1880 photograph of Michael A. Healy, first commissioned ship captain of African descent in Federal service. Son of a slave mother and Irish immigrant father, Healy and his siblings passed as white in many vocations.
U.S. Coast Guard
1880 photograph of Michael A. Healy, first commissioned ship captain of African descent in Federal service. Son of a slave mother and Irish immigrant father, Healy and his siblings passed as white in many vocations.

Alaska Black History Notes

Michael A. Healy, who was the first person of African descent in the US Coast Guard, and the first to command a U.S. government ship.

Born into slavery, he’s the son of Mary Eliza Smith and her owner, who become her husband, Michael Morris Healy, an Irish immigrant planter. He sent several of their children north to be educated. 

Michael A. Healy became a cabin boy, then a merchant seaman and eventually an officer.

In 1865 he was commissioned as a third lieutenant by President Abraham Lincoln,

Healy began his lengthy service in Alaskan waters in 1875, serving and getting promoted on several revenue cutters. In 1886, he became the commander of the cutter Bear.

He earned his reputation as “Hell Roaring Mike” as a stern commander and alcohol user.

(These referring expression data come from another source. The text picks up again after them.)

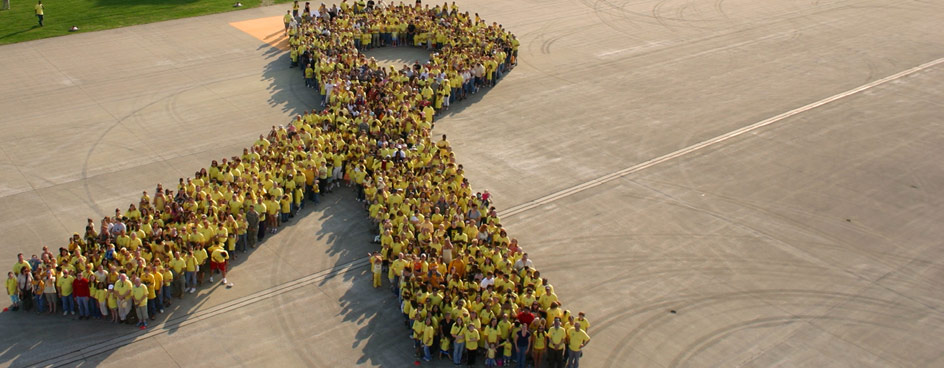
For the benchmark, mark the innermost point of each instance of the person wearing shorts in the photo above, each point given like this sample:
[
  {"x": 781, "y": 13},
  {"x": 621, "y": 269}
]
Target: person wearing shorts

He and the sailors of Bear rescued one hundred and sixty sailors from various whaling vessels that were trapped in Alaska.

At the peak of his career Healy knew Alaska’s icy waters better than any other single individual.

Captain Healy officially retired in 1903 and passed away shortly after on August 30, 1904. He was sixty-four.

in 1999, ninety-fve years afer his death, the Coast Guard named an icebreaker after him, the USCG Healy.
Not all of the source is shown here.